Wet weather coming to east coast, South Island, coinciding with end of the school holidays

The NZ Transport Agency reminds drivers that heavy rain is forecast for the South Island’s east coast in the next two days. As well as the forecast heavy rain and gales in some places, potholes from the recent snow and rain mean drivers need to take extra care and build in time for long journeys.

'Because of the end of school holidays, there will be more cars on the roads and the possibility of slips and surface flooding with the heavy rain. Please slow down in these conditions and adhere to the posted temporary speed restrictions,' says Lee Wright, Transport Agency Journey Manager.

There are additional road work sites on the Picton to Christchurch Alternate Route currently – adding up to 45 minutes to the journey. Some of this work was delayed due to last week’s bad weather.

Potholes 101

Expect to see more work on our roads after wet or wintry weather as Transport Agency contracting crews fix potholes. Potholes form when water gets into cracks in the road. Vehicles drive over the cracks moving the water around and putting it under pressure. This movement and pressure opens up the cracks which eventually form potholes.

Potholes also form in very cold conditions when water gets into cracks and freezes. Freezing water expands and widens the cracks. When the road thaws the cracks are bigger which allows more water in and the cycle repeats itself until a pothole is formed.

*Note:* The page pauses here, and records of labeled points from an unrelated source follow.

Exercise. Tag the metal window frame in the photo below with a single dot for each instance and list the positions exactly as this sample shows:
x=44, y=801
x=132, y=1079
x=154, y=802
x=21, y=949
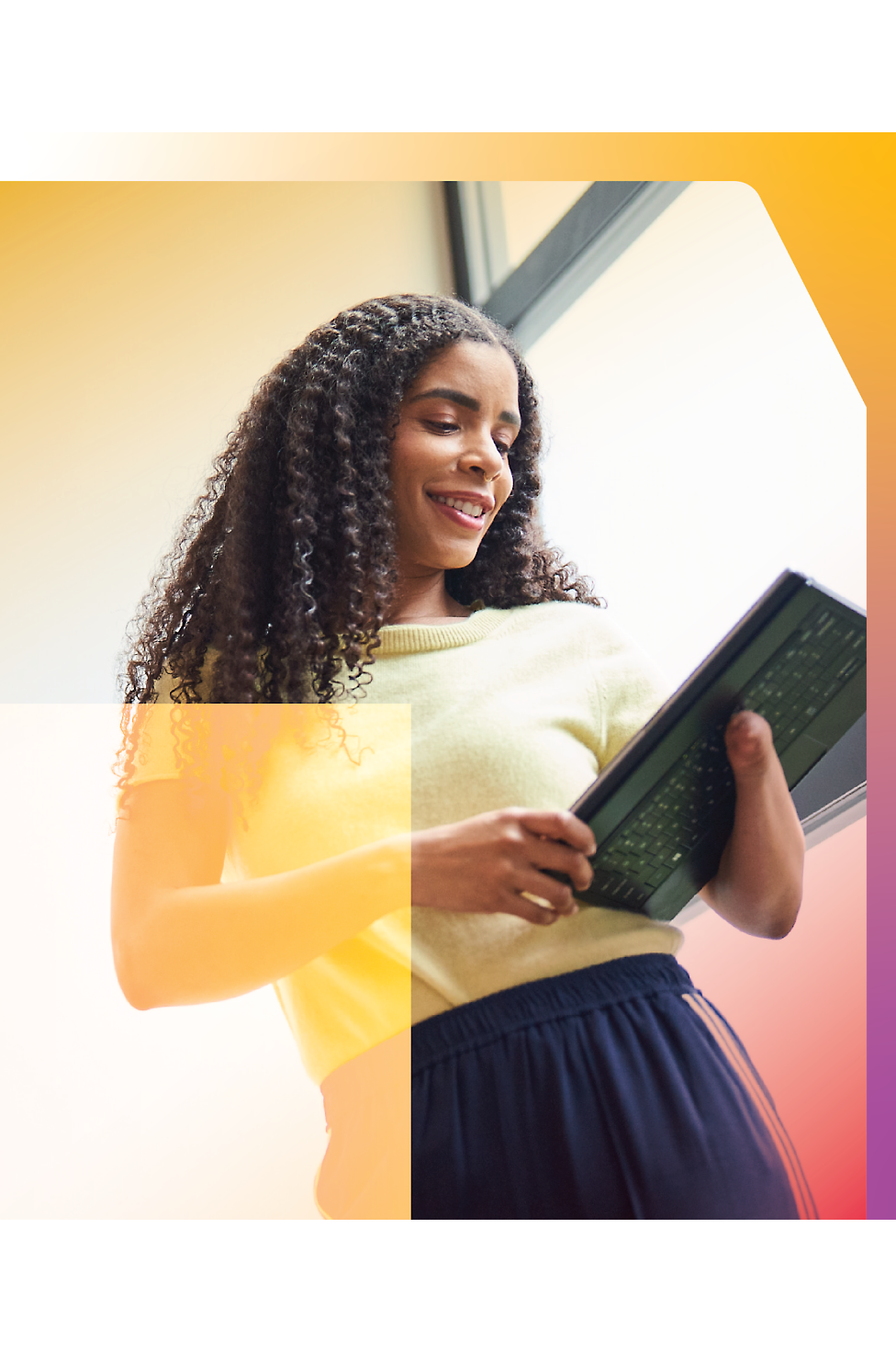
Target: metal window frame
x=586, y=241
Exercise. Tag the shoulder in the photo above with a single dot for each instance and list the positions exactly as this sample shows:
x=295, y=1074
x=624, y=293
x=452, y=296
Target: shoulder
x=566, y=621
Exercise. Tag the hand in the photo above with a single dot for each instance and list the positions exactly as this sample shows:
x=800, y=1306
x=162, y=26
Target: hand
x=487, y=862
x=747, y=739
x=760, y=881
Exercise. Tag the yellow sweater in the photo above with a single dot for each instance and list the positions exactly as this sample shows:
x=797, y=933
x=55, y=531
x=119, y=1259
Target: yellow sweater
x=510, y=707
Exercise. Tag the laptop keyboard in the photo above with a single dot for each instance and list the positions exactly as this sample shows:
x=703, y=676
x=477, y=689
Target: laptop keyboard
x=790, y=691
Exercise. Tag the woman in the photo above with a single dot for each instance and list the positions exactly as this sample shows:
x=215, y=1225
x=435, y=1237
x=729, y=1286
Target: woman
x=371, y=530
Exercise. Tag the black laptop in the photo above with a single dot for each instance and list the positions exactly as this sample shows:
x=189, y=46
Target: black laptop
x=663, y=808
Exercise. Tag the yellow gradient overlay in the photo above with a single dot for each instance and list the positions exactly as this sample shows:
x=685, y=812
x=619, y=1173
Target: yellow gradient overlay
x=303, y=814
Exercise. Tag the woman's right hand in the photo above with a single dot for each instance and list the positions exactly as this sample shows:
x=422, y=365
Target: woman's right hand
x=487, y=862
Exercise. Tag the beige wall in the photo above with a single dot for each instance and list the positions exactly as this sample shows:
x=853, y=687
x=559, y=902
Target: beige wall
x=138, y=318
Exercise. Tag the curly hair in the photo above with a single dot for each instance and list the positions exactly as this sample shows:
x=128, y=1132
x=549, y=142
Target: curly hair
x=283, y=570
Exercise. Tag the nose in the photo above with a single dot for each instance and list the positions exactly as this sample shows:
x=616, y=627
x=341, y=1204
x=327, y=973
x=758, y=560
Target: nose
x=483, y=457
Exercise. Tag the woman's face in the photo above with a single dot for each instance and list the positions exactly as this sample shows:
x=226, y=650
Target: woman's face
x=450, y=475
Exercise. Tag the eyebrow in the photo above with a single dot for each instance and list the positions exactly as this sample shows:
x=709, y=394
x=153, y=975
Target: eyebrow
x=465, y=401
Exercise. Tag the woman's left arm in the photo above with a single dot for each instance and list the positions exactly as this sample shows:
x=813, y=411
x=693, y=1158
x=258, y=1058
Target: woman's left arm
x=758, y=887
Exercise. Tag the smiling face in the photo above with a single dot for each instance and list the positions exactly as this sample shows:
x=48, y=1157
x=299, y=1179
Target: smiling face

The areas more vulnerable to forming potholes are:

  • In wheel tracks, particularly on roads with lots of traffic and/or lots of heavy vehicles.
  • Areas that have potholed before.
  • Wet areas.

Potholes can only be temporarily fixed in winter conditions so please be aware that some areas will become damaged more than once over winter. Permanent repairs occur in the spring and summer months. Drivers are welcome to report potholes on state highway (0800 44 44 49 or info@nzta.govt.nz).

How to stay up to date:

Keep up to date with the latest MetService forecasts and any watches/warnings at metservice.com(external link) or on mobile devices at m.metservice.com.(external link)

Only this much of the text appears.